The following code is used to simulate fake news in a population with citizen fact-checkers. The section describes the function of different .py files. All simulation files have many options for different parameters, including network structure, fact-checker density, and centrality measure for fact-checker placement.
-SinglePopulationRun.py: Create a single population with random fact-checkers -SingleCentrality.py: Create a single population with fact-checkers assigned according to some centrality measure (degree, betweenness, etc) -MultiprocessCode.py: Create a large ensemble of populations with random fact-checkers for simulations -MultiprocessCentrality.py: Create a large ensemble of populations with fact-checkers assigned according to some centrality measure for simulations -PopulationClass.py: A class for containing the population's state, behavior, etc. Used in all prior files -PlayerClass.py: A class containing the behavior of an individual in the simulated population. Used in PopulationClass.py -PopulationParametersClass.py: A class containing payoff values for the game.

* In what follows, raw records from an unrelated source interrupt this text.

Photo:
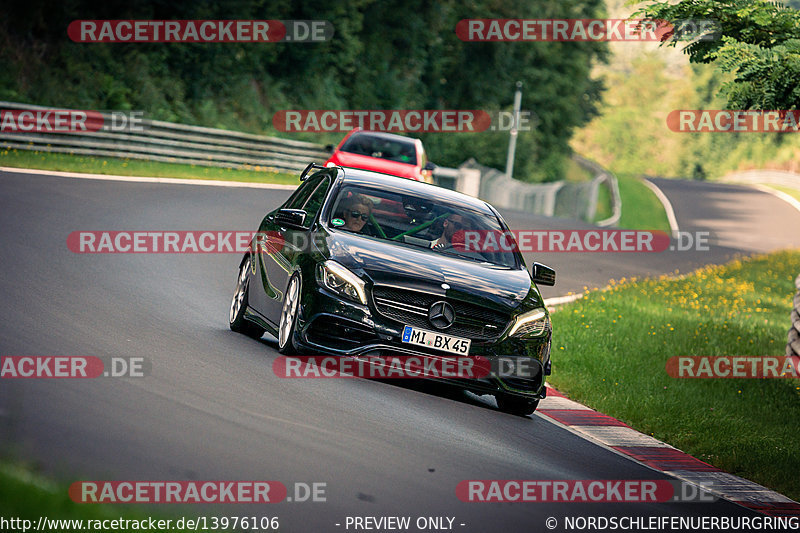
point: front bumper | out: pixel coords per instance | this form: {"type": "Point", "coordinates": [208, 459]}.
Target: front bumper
{"type": "Point", "coordinates": [334, 326]}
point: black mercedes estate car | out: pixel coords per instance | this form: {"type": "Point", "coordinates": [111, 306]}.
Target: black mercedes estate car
{"type": "Point", "coordinates": [362, 264]}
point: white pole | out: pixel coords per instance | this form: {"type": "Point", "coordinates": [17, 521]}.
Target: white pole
{"type": "Point", "coordinates": [512, 141]}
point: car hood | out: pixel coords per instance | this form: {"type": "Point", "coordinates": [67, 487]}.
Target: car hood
{"type": "Point", "coordinates": [402, 265]}
{"type": "Point", "coordinates": [346, 159]}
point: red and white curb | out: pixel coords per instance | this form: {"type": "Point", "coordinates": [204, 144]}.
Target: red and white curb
{"type": "Point", "coordinates": [617, 436]}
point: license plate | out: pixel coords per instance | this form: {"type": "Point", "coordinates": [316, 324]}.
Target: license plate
{"type": "Point", "coordinates": [437, 341]}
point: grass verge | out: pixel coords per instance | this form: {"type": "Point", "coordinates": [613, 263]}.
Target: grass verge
{"type": "Point", "coordinates": [136, 167]}
{"type": "Point", "coordinates": [611, 348]}
{"type": "Point", "coordinates": [641, 209]}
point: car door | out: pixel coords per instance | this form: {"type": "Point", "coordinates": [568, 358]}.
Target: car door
{"type": "Point", "coordinates": [285, 244]}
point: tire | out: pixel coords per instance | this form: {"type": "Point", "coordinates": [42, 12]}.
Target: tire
{"type": "Point", "coordinates": [514, 405]}
{"type": "Point", "coordinates": [289, 313]}
{"type": "Point", "coordinates": [236, 319]}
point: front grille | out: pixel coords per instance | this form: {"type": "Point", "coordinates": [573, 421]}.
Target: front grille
{"type": "Point", "coordinates": [410, 307]}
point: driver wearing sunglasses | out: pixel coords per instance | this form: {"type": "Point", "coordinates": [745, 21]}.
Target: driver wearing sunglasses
{"type": "Point", "coordinates": [451, 225]}
{"type": "Point", "coordinates": [356, 212]}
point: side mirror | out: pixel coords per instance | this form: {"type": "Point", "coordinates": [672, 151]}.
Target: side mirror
{"type": "Point", "coordinates": [543, 274]}
{"type": "Point", "coordinates": [290, 217]}
{"type": "Point", "coordinates": [309, 168]}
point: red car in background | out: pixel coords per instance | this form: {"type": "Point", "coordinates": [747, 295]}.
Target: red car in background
{"type": "Point", "coordinates": [383, 152]}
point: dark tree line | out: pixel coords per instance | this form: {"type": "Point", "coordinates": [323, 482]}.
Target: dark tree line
{"type": "Point", "coordinates": [392, 54]}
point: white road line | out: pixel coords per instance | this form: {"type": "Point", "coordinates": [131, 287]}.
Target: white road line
{"type": "Point", "coordinates": [673, 222]}
{"type": "Point", "coordinates": [778, 194]}
{"type": "Point", "coordinates": [139, 179]}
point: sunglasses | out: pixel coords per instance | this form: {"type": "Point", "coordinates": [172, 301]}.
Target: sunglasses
{"type": "Point", "coordinates": [456, 225]}
{"type": "Point", "coordinates": [356, 214]}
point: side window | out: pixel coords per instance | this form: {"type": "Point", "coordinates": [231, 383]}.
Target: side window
{"type": "Point", "coordinates": [315, 201]}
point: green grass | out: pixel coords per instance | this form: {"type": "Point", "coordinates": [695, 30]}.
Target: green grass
{"type": "Point", "coordinates": [27, 495]}
{"type": "Point", "coordinates": [641, 209]}
{"type": "Point", "coordinates": [574, 173]}
{"type": "Point", "coordinates": [794, 193]}
{"type": "Point", "coordinates": [611, 348]}
{"type": "Point", "coordinates": [135, 167]}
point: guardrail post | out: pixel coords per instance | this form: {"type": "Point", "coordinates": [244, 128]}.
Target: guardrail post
{"type": "Point", "coordinates": [793, 345]}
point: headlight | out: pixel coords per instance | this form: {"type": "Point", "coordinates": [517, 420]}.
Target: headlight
{"type": "Point", "coordinates": [534, 323]}
{"type": "Point", "coordinates": [338, 279]}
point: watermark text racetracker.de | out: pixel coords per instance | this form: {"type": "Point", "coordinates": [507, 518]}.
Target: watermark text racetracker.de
{"type": "Point", "coordinates": [216, 241]}
{"type": "Point", "coordinates": [46, 524]}
{"type": "Point", "coordinates": [73, 366]}
{"type": "Point", "coordinates": [582, 491]}
{"type": "Point", "coordinates": [734, 121]}
{"type": "Point", "coordinates": [402, 120]}
{"type": "Point", "coordinates": [733, 367]}
{"type": "Point", "coordinates": [406, 366]}
{"type": "Point", "coordinates": [676, 523]}
{"type": "Point", "coordinates": [70, 121]}
{"type": "Point", "coordinates": [582, 30]}
{"type": "Point", "coordinates": [200, 31]}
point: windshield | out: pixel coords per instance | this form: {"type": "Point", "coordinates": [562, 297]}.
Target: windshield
{"type": "Point", "coordinates": [375, 146]}
{"type": "Point", "coordinates": [441, 228]}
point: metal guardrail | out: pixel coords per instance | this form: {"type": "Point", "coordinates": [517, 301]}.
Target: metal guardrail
{"type": "Point", "coordinates": [793, 344]}
{"type": "Point", "coordinates": [179, 143]}
{"type": "Point", "coordinates": [559, 199]}
{"type": "Point", "coordinates": [171, 143]}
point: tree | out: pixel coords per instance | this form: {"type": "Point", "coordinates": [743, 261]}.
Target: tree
{"type": "Point", "coordinates": [759, 43]}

Used in PopulationClass.py -twitterNetwork.py: A file dedicated to computing the betweenness centrality of the Twitter network. Input is soc-twitter-follows2.mtx and output is twitter_betweenness_centrality
This repository should be usable on machine with Python installed.
Most recently tested with Windows (10.0.19045) using the IDE Spyder (5.2.2) running Python (3.9.13).
Multiprocessing requires multiple cores. Because of the size of simulation necessary for high-quality results, this code was run on a university computing cluster with many more computing cores than a personal computer. Code running on 20 cores would typically run in 1-3 days, and a personal computer with fewer cores will accordingly take longer.
Any of the main .py files (SinglePopulationRun.py, SingleCentrality.py, MultiprocessCode.py, MultiprocessCentrality.py) should be immediately executable. Edit these files to adjust the parameters for the simulation as desired.
This code is covered under the GNU General Public License version 3, available here.